After the equipment is overhauled or adjusted, the equipment must also be inspected in detail according to the above (Article 9), and work can only be started after it is deemed that everything is correct.
Earnestly accomplish in work:
- 1. Stick to your post, operate carefully, and don’t do anything that has nothing to do with your work. Stop the machine when leaving the machine due to accidents, and turn off the power and air supply.
- 2. Process according to the process regulations. It is not allowed to arbitrarily increase the amount of feed, the amount of grinding and the cutting (grinding) speed. It is not allowed to use the machine tool beyond specification, overload, or weight. Rough use of precision machines and small use of large machines are not allowed.
- 3. The tool and workpiece should be clamped correctly and fastened firmly. Do not damage the machine during loading and unloading. Align the tool, and the workpiece is not allowed to be hit by a heavy hammer. It is forbidden to tighten the tool or workpiece by lengthening the handle to increase the torque.
- 4. It is not allowed to install thimble, cutters, knife sleeves, etc. which are not in accordance with the taper or hole diameter of the machine tool spindle taper hole, tailstock sleeve taper hole and other tool installation holes, surface nicks, and dirty.
- 5. The mechanical speed change of the transmission and feed mechanism, the clamping and adjustment of the tool and the workpiece, and the manual measurement of the workpiece between the working procedures should be carried out after the cutting and grinding are terminated, and the tools and abrasive tools should be stopped after the workpiece is moved away from the workpiece.
- 6. Knives and abrasive tools should be kept sharp, if they become dull or cracked, they should be sharpened or replaced in time.
- 7. During cutting and grinding, the tool and abrasive tool are not allowed to stop without leaving the workpiece.
- 8. It is not allowed to disassemble the safety protection device on the machine tool without authorization, and the machine tool without safety protection device is not allowed to work.
- 9. The hydraulic system is not allowed to adjust without authorization except for the throttle cutting.
- 10. Tools, workpieces and other sundries are not allowed to be placed directly on the machine tool, especially on the guide rail surface and the work table surface.
- 11. Frequently remove iron filings and oil stains on the machine tool, and keep the guideway surface, sliding surface, rotating surface, positioning reference surface and working table surface clean.
- 12. Pay close attention to the operation and lubrication of the machine tool.
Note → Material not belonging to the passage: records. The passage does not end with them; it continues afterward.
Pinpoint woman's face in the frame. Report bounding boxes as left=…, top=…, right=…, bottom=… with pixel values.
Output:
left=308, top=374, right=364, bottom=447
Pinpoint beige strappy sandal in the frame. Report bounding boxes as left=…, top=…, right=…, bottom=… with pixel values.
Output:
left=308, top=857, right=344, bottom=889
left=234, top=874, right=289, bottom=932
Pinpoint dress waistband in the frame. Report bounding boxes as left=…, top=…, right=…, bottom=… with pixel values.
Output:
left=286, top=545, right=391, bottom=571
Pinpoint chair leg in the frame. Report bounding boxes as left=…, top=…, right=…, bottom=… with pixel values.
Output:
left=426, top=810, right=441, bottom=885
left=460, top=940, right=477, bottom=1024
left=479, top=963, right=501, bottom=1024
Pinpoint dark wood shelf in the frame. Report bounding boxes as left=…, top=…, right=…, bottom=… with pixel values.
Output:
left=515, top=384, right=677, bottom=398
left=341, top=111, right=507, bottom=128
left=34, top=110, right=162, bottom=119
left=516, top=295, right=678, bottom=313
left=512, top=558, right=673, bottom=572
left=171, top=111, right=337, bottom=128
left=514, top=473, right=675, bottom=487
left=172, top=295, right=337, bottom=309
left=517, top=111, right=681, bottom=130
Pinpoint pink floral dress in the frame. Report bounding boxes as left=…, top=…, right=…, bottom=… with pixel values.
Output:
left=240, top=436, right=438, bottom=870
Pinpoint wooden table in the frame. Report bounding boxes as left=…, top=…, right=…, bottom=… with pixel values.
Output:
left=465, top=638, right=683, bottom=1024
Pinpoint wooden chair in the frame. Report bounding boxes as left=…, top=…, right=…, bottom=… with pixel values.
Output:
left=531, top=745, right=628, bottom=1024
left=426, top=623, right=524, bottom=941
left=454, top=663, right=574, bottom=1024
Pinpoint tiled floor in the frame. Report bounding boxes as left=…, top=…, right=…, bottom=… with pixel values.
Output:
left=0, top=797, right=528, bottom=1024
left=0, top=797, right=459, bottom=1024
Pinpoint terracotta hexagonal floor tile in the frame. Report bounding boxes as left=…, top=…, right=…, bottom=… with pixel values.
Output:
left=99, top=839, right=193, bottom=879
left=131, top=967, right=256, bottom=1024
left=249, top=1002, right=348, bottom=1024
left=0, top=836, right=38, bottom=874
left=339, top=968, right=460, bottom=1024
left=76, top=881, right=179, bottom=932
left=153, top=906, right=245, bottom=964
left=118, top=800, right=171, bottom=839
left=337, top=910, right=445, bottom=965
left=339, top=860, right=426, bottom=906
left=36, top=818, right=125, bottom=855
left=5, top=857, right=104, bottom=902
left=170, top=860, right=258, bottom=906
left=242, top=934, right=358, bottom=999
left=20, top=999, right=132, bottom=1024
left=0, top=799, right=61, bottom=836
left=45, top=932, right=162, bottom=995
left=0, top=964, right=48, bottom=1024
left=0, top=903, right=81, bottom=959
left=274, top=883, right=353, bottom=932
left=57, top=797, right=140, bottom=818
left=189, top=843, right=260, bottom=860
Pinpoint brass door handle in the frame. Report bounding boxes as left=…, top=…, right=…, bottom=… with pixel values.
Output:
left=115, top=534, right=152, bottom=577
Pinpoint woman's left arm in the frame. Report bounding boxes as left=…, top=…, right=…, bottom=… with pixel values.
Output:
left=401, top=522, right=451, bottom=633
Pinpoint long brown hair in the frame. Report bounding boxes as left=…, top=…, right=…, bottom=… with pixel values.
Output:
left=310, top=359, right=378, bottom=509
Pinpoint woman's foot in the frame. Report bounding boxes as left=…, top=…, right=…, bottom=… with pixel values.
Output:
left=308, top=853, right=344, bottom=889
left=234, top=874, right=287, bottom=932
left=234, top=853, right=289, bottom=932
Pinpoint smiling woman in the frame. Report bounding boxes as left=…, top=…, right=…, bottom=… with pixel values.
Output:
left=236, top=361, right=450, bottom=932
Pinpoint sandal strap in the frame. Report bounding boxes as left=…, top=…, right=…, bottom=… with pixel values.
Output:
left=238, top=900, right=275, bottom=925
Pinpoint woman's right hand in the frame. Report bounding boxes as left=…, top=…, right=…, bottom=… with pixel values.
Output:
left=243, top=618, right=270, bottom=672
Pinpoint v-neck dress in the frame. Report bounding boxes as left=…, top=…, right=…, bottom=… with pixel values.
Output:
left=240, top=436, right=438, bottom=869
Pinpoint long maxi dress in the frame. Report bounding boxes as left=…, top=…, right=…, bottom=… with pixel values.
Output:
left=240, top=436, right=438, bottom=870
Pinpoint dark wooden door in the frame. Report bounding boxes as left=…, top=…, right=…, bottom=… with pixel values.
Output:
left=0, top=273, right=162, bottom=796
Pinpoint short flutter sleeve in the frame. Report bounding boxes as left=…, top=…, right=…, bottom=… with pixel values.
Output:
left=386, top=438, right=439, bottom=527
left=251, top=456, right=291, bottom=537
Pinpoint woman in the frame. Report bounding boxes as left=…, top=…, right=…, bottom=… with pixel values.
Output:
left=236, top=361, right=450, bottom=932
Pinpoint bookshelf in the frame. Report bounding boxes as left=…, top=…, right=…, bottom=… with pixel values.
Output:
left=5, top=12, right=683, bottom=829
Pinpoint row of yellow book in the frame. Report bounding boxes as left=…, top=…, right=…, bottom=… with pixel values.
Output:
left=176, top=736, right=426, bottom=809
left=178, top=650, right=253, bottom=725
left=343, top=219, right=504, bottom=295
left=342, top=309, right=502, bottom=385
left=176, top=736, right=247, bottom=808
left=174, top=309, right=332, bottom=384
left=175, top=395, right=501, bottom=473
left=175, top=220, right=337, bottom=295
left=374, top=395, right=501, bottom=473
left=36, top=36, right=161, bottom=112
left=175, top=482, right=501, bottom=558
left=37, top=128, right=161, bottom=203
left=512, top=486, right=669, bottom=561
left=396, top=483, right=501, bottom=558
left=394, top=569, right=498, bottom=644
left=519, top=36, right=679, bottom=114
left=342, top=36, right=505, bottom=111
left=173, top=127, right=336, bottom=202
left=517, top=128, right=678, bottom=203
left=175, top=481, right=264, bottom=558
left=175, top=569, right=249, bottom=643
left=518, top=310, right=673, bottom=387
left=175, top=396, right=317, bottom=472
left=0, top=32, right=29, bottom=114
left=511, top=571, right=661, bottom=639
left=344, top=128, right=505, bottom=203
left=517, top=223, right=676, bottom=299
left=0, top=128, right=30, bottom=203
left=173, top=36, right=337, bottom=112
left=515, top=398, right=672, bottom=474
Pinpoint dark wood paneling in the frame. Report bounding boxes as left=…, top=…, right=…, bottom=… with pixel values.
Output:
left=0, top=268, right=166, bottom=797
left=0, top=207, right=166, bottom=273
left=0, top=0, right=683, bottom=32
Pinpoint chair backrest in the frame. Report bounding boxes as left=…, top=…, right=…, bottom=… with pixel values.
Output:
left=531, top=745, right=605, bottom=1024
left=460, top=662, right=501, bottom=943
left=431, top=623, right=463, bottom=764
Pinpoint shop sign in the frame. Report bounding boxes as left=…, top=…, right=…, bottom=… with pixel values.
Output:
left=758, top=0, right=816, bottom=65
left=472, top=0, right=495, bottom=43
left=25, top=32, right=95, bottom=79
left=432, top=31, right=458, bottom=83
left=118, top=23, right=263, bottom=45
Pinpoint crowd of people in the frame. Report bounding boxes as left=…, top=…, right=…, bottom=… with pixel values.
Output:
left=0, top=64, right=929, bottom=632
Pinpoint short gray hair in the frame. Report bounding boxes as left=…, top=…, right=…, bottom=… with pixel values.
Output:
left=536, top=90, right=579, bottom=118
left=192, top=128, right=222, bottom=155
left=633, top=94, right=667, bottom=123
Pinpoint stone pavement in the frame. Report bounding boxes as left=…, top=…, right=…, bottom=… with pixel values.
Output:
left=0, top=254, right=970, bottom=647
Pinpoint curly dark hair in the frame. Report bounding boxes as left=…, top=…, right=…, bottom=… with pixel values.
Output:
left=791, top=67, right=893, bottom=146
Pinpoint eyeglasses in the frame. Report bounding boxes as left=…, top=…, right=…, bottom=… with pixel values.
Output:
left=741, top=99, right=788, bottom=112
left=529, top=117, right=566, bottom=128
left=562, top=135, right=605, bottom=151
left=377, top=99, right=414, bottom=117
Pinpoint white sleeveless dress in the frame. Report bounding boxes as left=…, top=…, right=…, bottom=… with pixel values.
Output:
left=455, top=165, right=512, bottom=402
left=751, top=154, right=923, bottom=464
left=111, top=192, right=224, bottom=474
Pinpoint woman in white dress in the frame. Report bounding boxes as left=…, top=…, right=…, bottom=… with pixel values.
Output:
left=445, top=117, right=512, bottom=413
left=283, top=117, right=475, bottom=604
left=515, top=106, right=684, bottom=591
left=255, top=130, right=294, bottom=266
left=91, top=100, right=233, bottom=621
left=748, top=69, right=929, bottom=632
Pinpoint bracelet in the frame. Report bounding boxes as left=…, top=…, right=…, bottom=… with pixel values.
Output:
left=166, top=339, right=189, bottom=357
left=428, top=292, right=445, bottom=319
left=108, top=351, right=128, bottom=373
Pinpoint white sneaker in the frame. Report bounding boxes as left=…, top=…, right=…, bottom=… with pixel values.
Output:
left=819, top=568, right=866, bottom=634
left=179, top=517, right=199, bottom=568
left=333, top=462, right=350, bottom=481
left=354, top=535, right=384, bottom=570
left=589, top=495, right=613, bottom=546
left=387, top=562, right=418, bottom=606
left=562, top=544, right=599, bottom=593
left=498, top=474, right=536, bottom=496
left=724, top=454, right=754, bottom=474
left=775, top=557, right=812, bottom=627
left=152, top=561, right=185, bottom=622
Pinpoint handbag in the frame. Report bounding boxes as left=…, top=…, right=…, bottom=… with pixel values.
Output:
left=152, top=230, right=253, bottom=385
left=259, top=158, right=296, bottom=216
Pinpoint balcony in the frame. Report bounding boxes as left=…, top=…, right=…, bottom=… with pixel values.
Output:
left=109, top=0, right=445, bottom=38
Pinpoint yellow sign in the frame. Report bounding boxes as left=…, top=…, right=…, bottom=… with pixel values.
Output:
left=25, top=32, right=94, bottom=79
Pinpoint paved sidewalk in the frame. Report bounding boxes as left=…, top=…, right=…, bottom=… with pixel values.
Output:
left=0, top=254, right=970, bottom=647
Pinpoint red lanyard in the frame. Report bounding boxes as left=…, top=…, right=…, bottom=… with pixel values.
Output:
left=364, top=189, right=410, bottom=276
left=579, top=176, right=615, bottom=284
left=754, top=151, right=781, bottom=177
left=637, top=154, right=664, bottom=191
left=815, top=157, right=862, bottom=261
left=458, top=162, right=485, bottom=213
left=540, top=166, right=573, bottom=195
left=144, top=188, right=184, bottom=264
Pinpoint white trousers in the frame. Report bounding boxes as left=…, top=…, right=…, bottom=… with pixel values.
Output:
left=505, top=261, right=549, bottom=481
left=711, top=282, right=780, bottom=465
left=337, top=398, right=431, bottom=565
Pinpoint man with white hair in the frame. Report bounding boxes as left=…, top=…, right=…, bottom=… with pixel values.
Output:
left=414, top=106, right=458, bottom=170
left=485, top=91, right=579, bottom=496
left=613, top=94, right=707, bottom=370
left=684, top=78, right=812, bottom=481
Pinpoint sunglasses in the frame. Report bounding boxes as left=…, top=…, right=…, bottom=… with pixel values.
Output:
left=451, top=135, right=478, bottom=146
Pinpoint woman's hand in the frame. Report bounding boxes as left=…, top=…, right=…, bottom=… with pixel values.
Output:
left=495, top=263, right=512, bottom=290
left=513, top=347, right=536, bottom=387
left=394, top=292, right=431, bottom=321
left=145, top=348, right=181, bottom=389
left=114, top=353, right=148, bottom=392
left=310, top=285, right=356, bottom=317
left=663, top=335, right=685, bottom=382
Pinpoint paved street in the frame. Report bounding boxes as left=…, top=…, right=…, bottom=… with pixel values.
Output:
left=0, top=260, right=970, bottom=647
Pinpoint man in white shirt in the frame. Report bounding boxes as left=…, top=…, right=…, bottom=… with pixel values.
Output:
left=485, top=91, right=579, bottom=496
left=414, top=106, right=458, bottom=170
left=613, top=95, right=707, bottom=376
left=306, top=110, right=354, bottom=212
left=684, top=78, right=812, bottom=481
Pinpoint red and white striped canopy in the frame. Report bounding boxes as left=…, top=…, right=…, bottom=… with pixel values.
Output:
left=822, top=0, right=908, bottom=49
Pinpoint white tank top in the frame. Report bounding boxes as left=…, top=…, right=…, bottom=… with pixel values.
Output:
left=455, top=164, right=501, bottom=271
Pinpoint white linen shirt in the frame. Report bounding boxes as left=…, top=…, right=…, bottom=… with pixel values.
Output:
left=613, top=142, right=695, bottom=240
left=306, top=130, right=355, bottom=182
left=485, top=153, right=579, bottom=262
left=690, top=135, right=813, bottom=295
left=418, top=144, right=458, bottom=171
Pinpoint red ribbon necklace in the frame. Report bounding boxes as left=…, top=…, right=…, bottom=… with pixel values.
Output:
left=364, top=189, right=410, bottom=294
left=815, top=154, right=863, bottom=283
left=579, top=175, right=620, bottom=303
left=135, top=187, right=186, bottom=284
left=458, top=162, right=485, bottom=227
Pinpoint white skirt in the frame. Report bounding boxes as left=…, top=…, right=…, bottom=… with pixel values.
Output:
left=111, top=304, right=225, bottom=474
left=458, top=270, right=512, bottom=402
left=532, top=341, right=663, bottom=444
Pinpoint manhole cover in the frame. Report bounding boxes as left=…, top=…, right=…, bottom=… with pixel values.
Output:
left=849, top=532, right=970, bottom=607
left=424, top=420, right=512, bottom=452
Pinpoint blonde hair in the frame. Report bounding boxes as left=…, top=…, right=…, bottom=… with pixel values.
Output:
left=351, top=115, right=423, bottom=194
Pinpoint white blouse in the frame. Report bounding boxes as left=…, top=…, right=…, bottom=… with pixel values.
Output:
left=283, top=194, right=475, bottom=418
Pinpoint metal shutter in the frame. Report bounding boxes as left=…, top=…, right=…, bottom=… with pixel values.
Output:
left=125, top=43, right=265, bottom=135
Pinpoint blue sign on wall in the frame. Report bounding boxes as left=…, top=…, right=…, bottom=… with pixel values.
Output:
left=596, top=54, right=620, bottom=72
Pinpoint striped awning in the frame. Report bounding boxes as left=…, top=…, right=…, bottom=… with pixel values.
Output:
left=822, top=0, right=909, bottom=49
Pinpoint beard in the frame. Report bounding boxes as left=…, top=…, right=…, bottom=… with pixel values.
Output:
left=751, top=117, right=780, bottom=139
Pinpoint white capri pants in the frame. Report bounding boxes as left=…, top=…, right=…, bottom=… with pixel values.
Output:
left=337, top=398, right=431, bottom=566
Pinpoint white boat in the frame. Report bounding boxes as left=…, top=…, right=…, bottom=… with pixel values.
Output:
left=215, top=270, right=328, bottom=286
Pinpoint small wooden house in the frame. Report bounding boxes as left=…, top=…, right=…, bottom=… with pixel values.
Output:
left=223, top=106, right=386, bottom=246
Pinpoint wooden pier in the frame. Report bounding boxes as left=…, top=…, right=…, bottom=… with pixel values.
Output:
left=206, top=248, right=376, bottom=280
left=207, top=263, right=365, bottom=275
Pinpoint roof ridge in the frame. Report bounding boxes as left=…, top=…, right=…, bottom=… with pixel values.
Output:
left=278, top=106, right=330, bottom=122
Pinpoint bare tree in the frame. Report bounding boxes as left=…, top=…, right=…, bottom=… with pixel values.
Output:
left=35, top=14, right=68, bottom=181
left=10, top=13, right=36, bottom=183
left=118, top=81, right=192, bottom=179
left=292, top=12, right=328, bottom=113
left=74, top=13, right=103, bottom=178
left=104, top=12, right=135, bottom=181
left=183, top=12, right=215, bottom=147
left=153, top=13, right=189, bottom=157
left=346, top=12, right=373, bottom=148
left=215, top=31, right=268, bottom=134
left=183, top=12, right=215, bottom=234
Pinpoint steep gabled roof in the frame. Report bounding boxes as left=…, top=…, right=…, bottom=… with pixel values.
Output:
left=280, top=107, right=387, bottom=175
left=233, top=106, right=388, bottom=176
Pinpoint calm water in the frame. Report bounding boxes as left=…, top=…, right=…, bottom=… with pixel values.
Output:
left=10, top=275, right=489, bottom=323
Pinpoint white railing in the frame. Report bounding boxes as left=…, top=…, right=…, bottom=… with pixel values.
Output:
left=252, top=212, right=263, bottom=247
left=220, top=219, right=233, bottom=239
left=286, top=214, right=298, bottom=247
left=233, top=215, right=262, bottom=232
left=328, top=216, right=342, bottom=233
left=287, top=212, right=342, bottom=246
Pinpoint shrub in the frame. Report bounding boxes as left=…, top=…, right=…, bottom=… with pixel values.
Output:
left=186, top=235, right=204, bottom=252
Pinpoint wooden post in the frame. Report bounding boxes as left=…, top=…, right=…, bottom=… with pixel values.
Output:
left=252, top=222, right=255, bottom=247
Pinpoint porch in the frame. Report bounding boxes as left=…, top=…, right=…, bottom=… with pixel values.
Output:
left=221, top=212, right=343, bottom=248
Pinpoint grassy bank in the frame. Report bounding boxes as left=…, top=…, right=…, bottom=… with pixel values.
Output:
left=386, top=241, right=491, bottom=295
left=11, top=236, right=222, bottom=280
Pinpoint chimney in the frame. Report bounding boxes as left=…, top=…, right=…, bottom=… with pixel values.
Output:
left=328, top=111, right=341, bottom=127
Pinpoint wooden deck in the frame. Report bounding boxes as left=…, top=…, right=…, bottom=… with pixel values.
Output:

If you find abnormal phenomena such as malfunction, vibration, heat, crawling, noise, peculiar smell, bruises, etc., you should stop for inspection immediately and continue working after troubleshooting.
- 13. In the event of a machine tool accident, press the master stop button immediately, keep the accident scene, and report to the relevant department for analysis and processing.
- 14. Welding and repair welding of workpieces on the machine are not allowed.
Earnestly after work:
- 1. Put the mechanical, hydraulic, pneumatic and other operating handles, gates, switches, etc., to the non-working position.
- 2. Stop the machine tool and cut off the power and air supply.
- 3. Remove iron filings, clean the work site, and carefully clean the machine tool. Refuel and maintain the guide rail surface, rotating and sliding surface, positioning reference surface, and working table surface.
- 4. Carefully fill in the machine tool problems found in the shift in the shift record book, and do a good job of shifting.